Cholinergic physiology

The neurotransmitter acetylcholine (ACh) is found at preganglionic and postganglionic fibers in the parasympathetic system, in the preganglionic fibers in the sympathetic nervous system, and in the neuromuscular junction (nicotinic sites). Acetylcholinesterase (AChE), which is found in the synaptic cleft of the aforementioned sites, rapidly (<1 ms) hydrolyzes ACh, thereby terminating its action.

Butyrylcholinesterase, also called plasma cholinesterase or pseudocholinesterase, is synthesized by the liver, is released into the circulation (t_1/2 ∼ 23 h), and hydrolyzes biochemicals similar to ACh and, in particular, succinylcholine, mivacurium, and ester local anesthetic agents.

Anticholinesterase poisoning

Anticholinesterase drugs inhibit AChE, thereby increasing the concentration of ACh at cholinergic sites; the excess ACh results in prolonged stimulation of muscarinic and nicotinic receptors.

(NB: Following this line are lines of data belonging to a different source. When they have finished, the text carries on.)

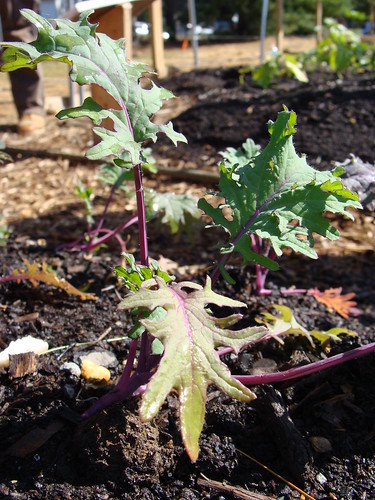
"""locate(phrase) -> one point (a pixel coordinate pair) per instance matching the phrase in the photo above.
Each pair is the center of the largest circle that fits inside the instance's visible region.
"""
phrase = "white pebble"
(20, 346)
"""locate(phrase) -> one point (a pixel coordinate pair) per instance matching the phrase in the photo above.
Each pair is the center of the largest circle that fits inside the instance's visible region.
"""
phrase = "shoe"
(31, 123)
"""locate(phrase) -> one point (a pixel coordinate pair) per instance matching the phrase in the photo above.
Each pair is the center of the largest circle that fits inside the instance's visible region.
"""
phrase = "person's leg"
(27, 85)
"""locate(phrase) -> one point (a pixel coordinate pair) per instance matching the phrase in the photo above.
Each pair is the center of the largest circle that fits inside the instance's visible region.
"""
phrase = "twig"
(199, 176)
(306, 495)
(236, 491)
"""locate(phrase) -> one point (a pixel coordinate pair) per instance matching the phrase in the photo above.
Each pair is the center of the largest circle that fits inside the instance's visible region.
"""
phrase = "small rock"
(72, 368)
(101, 358)
(320, 478)
(320, 444)
(94, 373)
(69, 391)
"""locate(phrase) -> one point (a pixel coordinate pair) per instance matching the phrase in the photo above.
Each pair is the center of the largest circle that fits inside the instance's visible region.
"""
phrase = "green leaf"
(96, 58)
(286, 324)
(241, 156)
(133, 275)
(278, 197)
(190, 335)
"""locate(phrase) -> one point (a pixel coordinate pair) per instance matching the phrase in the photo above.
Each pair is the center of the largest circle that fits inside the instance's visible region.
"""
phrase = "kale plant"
(277, 197)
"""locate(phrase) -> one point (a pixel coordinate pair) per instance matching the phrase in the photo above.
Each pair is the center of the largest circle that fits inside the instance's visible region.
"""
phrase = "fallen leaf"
(333, 299)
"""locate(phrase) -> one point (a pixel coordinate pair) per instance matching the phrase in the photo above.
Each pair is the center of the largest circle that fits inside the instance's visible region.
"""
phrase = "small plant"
(176, 211)
(276, 196)
(340, 49)
(278, 66)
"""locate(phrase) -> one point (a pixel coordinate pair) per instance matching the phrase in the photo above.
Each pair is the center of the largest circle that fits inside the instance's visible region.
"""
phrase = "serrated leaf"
(133, 275)
(241, 156)
(190, 335)
(35, 272)
(286, 324)
(333, 299)
(96, 58)
(279, 197)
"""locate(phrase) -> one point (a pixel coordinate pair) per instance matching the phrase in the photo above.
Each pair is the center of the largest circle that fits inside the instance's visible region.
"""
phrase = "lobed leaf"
(278, 197)
(96, 58)
(190, 335)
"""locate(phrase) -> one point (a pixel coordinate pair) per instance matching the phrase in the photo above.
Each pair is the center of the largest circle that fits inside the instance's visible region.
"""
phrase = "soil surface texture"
(317, 432)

Anesthesia providers use carbamates, anticholinesterase drugs such as neostigmine, to reverse the effects of neuromuscular blocking agents at the end of a procedure. The muscarinic side effects of neostigmine are mitigated by simultaneously infusing an anticholinergic agent, such as atropine or glycopyrrolate, with the neostigmine.

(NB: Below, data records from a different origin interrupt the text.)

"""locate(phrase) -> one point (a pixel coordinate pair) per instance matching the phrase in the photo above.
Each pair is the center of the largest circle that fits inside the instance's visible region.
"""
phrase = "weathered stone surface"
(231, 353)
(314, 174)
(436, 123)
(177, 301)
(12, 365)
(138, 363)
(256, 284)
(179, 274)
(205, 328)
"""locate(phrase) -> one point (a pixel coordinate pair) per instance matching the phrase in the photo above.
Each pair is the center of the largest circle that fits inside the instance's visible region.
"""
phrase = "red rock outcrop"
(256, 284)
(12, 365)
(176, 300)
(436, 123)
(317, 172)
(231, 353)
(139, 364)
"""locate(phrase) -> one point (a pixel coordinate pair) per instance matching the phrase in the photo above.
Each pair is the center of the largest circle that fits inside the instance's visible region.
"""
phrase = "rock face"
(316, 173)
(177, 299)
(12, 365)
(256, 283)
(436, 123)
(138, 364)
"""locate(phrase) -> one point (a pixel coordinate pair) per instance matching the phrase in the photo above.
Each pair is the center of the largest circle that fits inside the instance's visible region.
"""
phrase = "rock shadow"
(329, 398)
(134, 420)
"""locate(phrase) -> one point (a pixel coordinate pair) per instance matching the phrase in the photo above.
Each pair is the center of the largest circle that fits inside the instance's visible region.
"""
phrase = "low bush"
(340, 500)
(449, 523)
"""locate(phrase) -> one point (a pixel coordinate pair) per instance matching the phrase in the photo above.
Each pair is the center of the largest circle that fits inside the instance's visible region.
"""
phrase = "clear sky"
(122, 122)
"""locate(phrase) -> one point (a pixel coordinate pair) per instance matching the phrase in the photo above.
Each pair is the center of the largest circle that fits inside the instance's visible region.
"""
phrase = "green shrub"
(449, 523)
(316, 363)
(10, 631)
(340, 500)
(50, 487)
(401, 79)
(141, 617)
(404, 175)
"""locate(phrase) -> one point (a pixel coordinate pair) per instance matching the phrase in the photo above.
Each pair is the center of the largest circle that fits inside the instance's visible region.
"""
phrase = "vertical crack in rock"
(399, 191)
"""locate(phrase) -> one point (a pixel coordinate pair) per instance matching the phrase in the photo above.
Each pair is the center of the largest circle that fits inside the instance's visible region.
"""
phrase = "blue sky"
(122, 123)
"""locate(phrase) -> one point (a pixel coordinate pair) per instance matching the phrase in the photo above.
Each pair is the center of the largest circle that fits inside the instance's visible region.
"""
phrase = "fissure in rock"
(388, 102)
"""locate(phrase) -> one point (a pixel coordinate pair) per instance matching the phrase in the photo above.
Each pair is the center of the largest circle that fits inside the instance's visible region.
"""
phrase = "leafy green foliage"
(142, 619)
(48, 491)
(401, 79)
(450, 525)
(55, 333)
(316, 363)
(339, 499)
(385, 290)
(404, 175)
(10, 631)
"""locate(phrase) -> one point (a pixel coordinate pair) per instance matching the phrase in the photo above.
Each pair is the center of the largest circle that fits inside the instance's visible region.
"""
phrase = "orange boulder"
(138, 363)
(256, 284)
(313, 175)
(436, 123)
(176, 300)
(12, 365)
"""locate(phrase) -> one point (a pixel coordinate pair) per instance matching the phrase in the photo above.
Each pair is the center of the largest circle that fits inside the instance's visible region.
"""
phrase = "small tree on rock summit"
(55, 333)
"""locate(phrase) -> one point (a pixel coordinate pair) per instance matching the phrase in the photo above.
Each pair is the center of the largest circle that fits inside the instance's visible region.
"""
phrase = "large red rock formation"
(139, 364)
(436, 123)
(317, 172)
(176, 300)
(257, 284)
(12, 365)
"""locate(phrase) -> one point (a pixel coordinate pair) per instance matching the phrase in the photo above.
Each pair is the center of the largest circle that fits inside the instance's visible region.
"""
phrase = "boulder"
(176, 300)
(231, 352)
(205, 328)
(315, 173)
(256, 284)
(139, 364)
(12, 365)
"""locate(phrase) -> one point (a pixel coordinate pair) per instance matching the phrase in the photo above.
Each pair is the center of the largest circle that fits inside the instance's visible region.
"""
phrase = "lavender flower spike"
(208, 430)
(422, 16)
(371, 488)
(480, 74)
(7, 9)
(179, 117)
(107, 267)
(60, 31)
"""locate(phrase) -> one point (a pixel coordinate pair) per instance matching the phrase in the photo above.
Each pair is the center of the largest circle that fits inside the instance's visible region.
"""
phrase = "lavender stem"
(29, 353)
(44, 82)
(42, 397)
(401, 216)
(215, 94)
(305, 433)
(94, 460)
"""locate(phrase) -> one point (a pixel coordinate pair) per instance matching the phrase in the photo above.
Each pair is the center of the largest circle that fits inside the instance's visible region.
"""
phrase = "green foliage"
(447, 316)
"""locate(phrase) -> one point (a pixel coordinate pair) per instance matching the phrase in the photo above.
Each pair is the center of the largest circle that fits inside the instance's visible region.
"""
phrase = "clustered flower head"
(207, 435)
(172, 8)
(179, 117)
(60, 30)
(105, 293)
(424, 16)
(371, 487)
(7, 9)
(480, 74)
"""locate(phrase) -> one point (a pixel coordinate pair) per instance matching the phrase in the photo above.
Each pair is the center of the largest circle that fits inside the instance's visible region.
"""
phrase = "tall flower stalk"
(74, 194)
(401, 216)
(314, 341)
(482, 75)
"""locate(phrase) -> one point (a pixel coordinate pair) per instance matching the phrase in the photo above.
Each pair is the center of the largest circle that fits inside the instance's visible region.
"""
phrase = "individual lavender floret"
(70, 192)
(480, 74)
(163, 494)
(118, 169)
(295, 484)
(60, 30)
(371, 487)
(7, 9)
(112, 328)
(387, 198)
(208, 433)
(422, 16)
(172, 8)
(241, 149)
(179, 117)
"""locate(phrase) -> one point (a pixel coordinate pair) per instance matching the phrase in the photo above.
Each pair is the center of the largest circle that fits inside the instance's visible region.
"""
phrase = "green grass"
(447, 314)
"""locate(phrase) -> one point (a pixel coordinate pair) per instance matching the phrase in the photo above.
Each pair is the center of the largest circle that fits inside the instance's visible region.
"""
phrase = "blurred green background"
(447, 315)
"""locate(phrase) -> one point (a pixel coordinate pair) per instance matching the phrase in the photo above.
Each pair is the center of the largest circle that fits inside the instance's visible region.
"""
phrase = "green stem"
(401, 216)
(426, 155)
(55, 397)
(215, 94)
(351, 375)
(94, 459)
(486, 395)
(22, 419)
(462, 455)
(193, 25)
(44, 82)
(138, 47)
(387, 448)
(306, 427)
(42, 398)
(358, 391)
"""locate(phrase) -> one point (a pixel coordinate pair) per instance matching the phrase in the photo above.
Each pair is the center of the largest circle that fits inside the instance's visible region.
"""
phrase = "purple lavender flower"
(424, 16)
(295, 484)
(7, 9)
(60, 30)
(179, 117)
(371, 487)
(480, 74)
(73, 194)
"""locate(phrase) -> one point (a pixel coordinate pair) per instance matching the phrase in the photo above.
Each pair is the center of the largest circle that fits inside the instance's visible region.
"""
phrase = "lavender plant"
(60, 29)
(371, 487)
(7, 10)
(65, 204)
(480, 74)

Pesticides (with the exception of sevin, a carbamate) and the chemical nerve agents are organophosphate compounds, irreversible inhibitors of AChE; once released, ACh remains at its site of action, resulting in prolonged stimulation of muscarinic and nicotinic receptors. Muscarinic signs and symptoms include salivation, lacrimation, urination, diaphoresis, gastrointestinal upset, and emesis (i.e., the mnemonic SLUDGE; or DUMBELS—diarrhea, urination, meiosis, bronchorrhea/bronchoconstriction, emesis, lacrimation, salivation). Bradycardia (or tachycardia) and hypotension are signs of severe poisoning, as are confusion and shock. Nicotinic effects occur at the neuromuscular junction; skeletal muscle initially fasciculates and then becomes weak or paralyzed because the myofibril cell membrane is unable to repolarize (Box 83-1). Severe reactions, termed cholinergic crisis, may lead to ventilatory failure and death within minutes to hours following exposure.

Anticholinergic poisoning

Inhibition of cholinergic function most often occurs because of ingestion of plants (Box 83-2) or foods that contain high concentrations of atropine or related compounds. Central anticholinergic effects are biphasic, beginning with central nervous system excitation followed by depression. Signs include fragmentary speech patterns, visual hallucinations, atypical behavior, ataxia, and fever. Peripheral anticholinergic effects include decreased saliva, sweat (further contributing to fever), and tearing. Other peripheral symptoms include loss of accommodation, blurred vision, mydriasis, tachycardia, and decreased gastrointestinal motility and urinary bladder tone. A mnemonic summarizes many central and peripheral effects of anticholinergic poisoning (Box 83-3).